Today WSJ Online had a half decent article on speech recognition. The writer provided reasonable coverage of the field, without being too negative. Microsoft continues to help out the whole field by drawing more attention to speech recognition. While Microsoft hasn’t invested quite as much into promoting speech recognition as I had hoped after the debut of Speech Server, what they have done even up to now has still been a big help for us all.
I must beg to differ, though, with the implication of the article’s title “After Years of Effort, Voice Recognition Is Starting to Work”. Speech recognition does work and it has worked for quite some time. No, it’s not perfect and no, it doesn’t work equally well for everyone, but search engines don’t work perfectly for everyone either.
Maybe it’s an unjustified hypothesis on my part, but I think people have learned over time how to better serve themselves on the web by using more meaningful terms in their search queries. Maybe I’m wrong and people can’t be trained through experience, but I think that most people will figure out how to improve the results they get from search engines. Also, with enough experience with using vendors’ websites, people get used to the basic flow of web user interfaces and are better able to serve themselves.
I think the same thing will happen as people get more experience interacting with speech applications. And, without a doubt, people will get more chances every day to do this. At my company, we see every day growing interest in the deployment of speech applications to offer cost effective and good quality customer service.
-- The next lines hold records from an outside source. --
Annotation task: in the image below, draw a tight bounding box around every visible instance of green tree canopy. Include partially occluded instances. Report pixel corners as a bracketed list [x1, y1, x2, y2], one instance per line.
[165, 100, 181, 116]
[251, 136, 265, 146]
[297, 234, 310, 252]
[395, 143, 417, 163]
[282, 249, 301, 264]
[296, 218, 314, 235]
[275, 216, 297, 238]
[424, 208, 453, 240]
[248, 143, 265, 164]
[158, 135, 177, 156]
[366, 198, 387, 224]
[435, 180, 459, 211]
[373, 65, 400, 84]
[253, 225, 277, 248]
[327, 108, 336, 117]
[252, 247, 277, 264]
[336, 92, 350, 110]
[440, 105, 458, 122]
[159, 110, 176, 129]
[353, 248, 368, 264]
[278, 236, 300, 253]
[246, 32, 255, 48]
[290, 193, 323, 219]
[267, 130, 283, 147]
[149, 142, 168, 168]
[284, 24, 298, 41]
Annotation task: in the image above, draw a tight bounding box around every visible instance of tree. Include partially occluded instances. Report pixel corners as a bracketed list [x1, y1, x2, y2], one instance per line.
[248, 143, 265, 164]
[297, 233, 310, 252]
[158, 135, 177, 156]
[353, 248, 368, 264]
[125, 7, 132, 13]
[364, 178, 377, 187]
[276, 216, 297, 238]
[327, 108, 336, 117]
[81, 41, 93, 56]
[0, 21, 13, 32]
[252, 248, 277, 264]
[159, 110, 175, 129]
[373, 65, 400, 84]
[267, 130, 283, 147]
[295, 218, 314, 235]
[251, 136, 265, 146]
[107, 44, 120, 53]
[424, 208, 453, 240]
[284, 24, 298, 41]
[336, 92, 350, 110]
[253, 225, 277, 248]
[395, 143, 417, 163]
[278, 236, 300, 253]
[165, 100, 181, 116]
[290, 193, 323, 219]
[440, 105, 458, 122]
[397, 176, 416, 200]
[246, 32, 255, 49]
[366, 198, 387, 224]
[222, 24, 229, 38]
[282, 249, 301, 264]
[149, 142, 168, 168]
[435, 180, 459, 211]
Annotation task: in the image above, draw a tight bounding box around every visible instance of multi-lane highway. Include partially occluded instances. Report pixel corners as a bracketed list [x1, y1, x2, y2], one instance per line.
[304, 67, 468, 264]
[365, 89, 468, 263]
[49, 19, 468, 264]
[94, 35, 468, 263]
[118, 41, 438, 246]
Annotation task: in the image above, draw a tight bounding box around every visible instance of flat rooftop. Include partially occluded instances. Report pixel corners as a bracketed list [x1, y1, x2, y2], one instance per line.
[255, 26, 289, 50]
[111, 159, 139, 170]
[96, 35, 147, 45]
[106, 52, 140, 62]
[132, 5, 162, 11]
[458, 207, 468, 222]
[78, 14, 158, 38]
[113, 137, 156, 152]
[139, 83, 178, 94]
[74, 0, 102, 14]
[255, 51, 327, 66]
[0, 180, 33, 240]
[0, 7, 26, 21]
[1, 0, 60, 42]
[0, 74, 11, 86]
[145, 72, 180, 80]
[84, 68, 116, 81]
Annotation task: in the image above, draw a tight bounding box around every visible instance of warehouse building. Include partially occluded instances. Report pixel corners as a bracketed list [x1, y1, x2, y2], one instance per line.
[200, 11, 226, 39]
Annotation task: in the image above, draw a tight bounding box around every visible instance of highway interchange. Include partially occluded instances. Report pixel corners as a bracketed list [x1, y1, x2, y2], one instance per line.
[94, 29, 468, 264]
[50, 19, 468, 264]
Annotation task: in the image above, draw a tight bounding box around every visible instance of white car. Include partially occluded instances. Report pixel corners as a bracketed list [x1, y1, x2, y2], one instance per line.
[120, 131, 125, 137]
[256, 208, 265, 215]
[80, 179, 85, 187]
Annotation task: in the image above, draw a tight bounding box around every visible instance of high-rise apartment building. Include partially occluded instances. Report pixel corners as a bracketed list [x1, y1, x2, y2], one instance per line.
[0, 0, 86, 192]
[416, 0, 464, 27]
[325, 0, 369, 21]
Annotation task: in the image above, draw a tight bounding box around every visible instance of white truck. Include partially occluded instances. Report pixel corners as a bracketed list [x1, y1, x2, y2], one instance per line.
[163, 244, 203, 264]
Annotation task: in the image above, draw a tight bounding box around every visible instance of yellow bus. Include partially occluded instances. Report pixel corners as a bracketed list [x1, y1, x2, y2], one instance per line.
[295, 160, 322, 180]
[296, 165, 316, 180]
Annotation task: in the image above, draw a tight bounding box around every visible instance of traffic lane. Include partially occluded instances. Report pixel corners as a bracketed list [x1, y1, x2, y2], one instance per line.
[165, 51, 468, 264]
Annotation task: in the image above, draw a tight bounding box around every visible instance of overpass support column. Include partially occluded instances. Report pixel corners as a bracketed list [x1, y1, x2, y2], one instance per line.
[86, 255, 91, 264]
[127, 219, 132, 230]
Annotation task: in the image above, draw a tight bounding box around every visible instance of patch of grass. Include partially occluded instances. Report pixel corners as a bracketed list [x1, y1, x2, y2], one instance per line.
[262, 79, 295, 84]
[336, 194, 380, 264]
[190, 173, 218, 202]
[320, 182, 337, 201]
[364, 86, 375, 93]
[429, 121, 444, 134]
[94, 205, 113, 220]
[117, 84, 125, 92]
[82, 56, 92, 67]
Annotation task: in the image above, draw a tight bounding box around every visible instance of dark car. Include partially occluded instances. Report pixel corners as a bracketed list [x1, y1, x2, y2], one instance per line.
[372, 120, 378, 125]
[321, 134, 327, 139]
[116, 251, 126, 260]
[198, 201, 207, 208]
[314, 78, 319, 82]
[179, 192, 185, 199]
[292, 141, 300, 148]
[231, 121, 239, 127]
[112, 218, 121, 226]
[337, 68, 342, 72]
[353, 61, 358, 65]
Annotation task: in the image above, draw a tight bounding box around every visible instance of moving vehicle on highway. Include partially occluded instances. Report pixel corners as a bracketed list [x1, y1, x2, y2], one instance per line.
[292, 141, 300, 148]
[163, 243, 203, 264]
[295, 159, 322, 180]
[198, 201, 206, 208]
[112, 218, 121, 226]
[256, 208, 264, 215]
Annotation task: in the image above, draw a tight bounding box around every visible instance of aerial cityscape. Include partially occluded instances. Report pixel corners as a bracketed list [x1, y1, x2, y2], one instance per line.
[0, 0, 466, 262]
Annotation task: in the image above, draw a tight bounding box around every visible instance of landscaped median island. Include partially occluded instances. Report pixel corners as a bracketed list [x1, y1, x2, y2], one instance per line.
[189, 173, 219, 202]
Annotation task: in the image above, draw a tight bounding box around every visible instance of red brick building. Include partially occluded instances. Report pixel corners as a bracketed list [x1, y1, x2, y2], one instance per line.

The cost advantage is just too appealing for many merchants and service companies.
“For all of my fascination with the technology of speech recognition, I, too, would rather have a person on the other end;”
I think a decade or so ago people might have said the same thing about interacting with a bank teller instead of an ATM. Or even farther back in time, about having a gas station attendant pump their gas. But there are significat costs in having other people handle these transactions for us, which is why those tasks have been almost completely converted to self service.
There are two obvious reasons that customers will accept self service. Faster and Cheaper. There are more, of course, but these two account for a lot.
Using an ATM instead of waiting in line for a bank teller will almost always be faster, and many banks also now charge for use of a teller. While people often complain about this practice, it’s not exactly novel. Many companies charge more for providing a level of service that costs them more to provide. It costs more to provide first class service on a plane flight, so the airlines charge more. The problem banks had is that they didn’t charge for use of a teller from the beginning. Since using a teller was free, they couldn’t give you a discount for using an ATM without giving away money.
Speech apps can obviously be faster if call centers are understaffed enough to create significant waits. This also isn’t novel. You usually wait in a bank lobby or at an airline checkin counter if you don’t want to use the ATM or kiosk. Supermarkets and hardware stores are even offering self checkout that can allow you to get out of the store faster.
Speech apps can also be cheaper if companies offer discounts for their use. Of course, this only works for revenue producing transactions. Since the easiest transactions to automate don’t produce revenue (store locator, account balance, reservation confirmation), you have to focus on Faster for these transactions when implementing them. But, speech apps that automate purchases could gain greater adoption if consumers were offered better prices or other rewards. Offering rewards for using speech self service can also work for non revenue producing transactions, e.g., airlines sometimes offer frequent flyer miles for online checkin, but you may need to track the rewards to make sure they aren’t abused. Rewarding online checkin works, because you can do it only once per flight.